Interview Question with Arrays and Consecutive Subintervals

Question

I recently came across this question and honestly am pretty unsure of how to solve it, or even begin to develop an algorithm to properly solve it..

The question is:

"An array of $n$ integers is correctly positioned with respect to an integer $k$ if for any $k$ consecutive indices in the array, there does not exist values at two indices, $x$ and $y$ such that $x \geq 2$ * $y$ (where $x$ and $y$ are values at 2 indices of the array in a subarray of size $k$). What is an $O(n \log k)$ algorithm to determine if an array is correctly positioned?"
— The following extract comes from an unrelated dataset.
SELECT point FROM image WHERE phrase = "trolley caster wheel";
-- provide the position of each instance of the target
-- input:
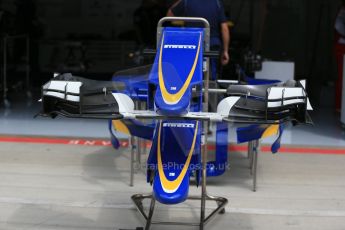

For example: $[5, 6, 7, 4, 5, 9]$ is not correctly positioned if $k = 4$ since in in the interval $[7, 4, 5, 9]$ we have that $9 \geq 4 * 2$.

My thought is to check all potential subintervals like $[0..k]$, $[1..k+1]$, $[2,..k+2]$ using a min-heap but I really can't think that would satisfy the time constraint since it's resulting in building far too many heaps.

Does anyone know how to approach this problem, or have a solution for it?

Having trouble figuring out how to keep track of this sliding window using heaps, and thinking maybe I have to use a min-heap and max-heap? And compare the max to the min for every subinterval using insertions and deletions?

Answer 1

Despite common belief, maintaining the maximum (or minimum) element out of the last $k$ elements does not involve a $O(\log k)$ factor, and can be done in amortized $O(1)$. Using this twice (once for max and once for min) you can solve your problem in $O(n)$.

The trick is done using a monotonic double-ended queue, one where all the elements are either in descending or ascending order. Furthermore, for each element we keep track of the index we encountered it, so we can invalidate it from the queue.

Suppose that we iterate over elements in a stream, and wish to maintain the minimum value (the maximum is analogous). Let's call the current value $x$ and the current index $i$. We first initialize an empty double-ended queue $Q$ and start iterating:

1. Remove all elements from the queue that would be made irrelevant by $x$. Since we know our queue is in ascending order, this is very simple, we keep removing elements from the back that are bigger than $x$. They are now irrelevant for the window, as $x$ is newer and smaller.

   while not empty(Q) and peek_back(Q).value > x:
       pop_back(Q)
   

2. Add $x$ to the back of the queue, but keep track of its index as well.

   push_back(Q, value=x, index=i)
   

3. Invalidate old items in the queue. We only have to do this if the item is in the front of the queue, otherwise its harmless (this lazy removal is what allows us to keep $O(1)$ time).

   while peek_front(Q).index <= i - window_size:
       pop_front(Q)
   

4. Now peek_front(Q) contains the smallest element in our window, so we can use it and then keep iterating.

Note that steps #2 and #4 are $O(1)$ time, and steps #1 and #3 are $O(r)$ time where $r$ is the number of removed elements from the queue. However since each element is only added once to the queue, the $O(r)$ steps must be amortized $O(1)$.